Fidacy Artifact Anchoring

Prove a document existed and was never altered, without uploading it anywhere. Use when your agent produces or receives contracts, invoices, claim documents, prescriptions, reports or images whose integrity may be questioned later. Hashes the file locally, anchors only the 64-hex digest through Fidacy onto a Bitcoin-checkpointed audit chain, and returns a signed receipt anyone can verify publicly.

Install

openclaw skills install @fidacy/fidacy-artifact-anchoring

Fidacy Artifact Anchoring, existence and integrity proof by hash

AI can forge a convincing document in seconds, which makes "is this file the original?" the question every contract, invoice and claim now faces. This skill answers it by hash: the file never leaves your machine, only its SHA-256 travels, and that digest lands on a tamper-evident chain checkpointed to the Bitcoin blockchain. Later, anyone holding the file recomputes the hash and checks it publicly, with zero trust in Fidacy or in you.

When to use this skill

The moment an artifact becomes final: a signed contract, an invoice you are about to pay, a claim document you received, a report you generated, a prescription, an image used as evidence.
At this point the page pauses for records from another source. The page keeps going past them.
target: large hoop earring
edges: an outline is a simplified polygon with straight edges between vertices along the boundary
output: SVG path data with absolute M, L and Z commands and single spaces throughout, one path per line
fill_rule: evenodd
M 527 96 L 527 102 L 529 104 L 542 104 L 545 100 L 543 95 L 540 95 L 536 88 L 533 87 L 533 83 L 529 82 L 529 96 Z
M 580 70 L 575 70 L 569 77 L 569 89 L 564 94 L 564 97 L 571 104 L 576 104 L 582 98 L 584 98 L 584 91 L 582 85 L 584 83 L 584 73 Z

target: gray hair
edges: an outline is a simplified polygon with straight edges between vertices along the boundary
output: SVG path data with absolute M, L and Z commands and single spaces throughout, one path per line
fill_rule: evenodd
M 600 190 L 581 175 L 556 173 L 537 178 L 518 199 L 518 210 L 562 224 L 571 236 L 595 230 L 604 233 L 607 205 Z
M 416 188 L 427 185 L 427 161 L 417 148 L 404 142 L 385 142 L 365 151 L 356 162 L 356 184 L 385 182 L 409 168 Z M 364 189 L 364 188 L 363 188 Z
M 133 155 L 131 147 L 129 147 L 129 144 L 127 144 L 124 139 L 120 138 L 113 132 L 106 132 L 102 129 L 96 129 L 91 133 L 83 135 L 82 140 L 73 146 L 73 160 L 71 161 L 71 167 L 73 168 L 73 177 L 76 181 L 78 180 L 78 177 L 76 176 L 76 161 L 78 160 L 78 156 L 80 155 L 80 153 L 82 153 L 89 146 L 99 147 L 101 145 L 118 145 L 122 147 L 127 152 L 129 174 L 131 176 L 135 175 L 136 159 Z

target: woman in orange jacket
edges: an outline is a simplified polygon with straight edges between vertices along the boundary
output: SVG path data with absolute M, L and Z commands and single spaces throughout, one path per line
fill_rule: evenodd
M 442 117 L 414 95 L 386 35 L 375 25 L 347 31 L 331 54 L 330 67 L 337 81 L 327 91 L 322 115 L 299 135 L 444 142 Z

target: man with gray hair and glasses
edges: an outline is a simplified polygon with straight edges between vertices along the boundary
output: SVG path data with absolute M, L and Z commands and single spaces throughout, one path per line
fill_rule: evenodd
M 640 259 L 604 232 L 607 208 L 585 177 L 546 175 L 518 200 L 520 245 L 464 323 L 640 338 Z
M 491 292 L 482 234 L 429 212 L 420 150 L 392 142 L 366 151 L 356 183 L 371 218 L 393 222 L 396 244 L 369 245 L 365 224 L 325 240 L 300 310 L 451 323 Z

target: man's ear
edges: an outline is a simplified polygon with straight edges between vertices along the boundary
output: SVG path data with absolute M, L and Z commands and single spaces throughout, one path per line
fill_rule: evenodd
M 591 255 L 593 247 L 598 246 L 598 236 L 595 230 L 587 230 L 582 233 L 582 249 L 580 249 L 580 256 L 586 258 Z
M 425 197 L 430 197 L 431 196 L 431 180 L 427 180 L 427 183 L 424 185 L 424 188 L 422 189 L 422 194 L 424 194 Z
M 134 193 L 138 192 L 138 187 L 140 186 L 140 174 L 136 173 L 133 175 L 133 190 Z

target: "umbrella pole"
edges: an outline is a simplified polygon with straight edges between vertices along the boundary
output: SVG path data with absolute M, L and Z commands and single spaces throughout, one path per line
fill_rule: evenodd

Anchor first, act second.

How to use it

  1. You need the Fidacy MCP server (npx -y @fidacy/mcp) with an engine API key (free at https://app.fidacy.com/signup, scope assess:write).

  2. Anchor: call the anchor_artifact tool with the file path and a kind (contract, invoice, prescription, claim, document, image, audio, video). The tool streams the SHA-256 locally and registers only the digest. You get back a signed receipt (JWS) and the anchor status.

  3. Verify, any time, three ways, none needing an account:

    • Call the check_artifact tool with the file path or digest.
    • Drop the file at https://fidacy.com/verify (hashed in the browser, never uploaded).
    • Query the public API: GET https://api.fidacy.com/v1/verify/artifact?sha256=<hex>.

A freshly anchored digest is on the tamper-evident chain immediately and shows "pending Bitcoin confirmation" until the next checkpoint confirms (about one to two hours). One changed byte in the file produces a completely different hash; that mismatch is the forgery signal.

What this is not

Not storage (Fidacy never holds the file), not a signature on the content's truth (it proves integrity since anchoring, not that the contract is fair), and not custody of anything.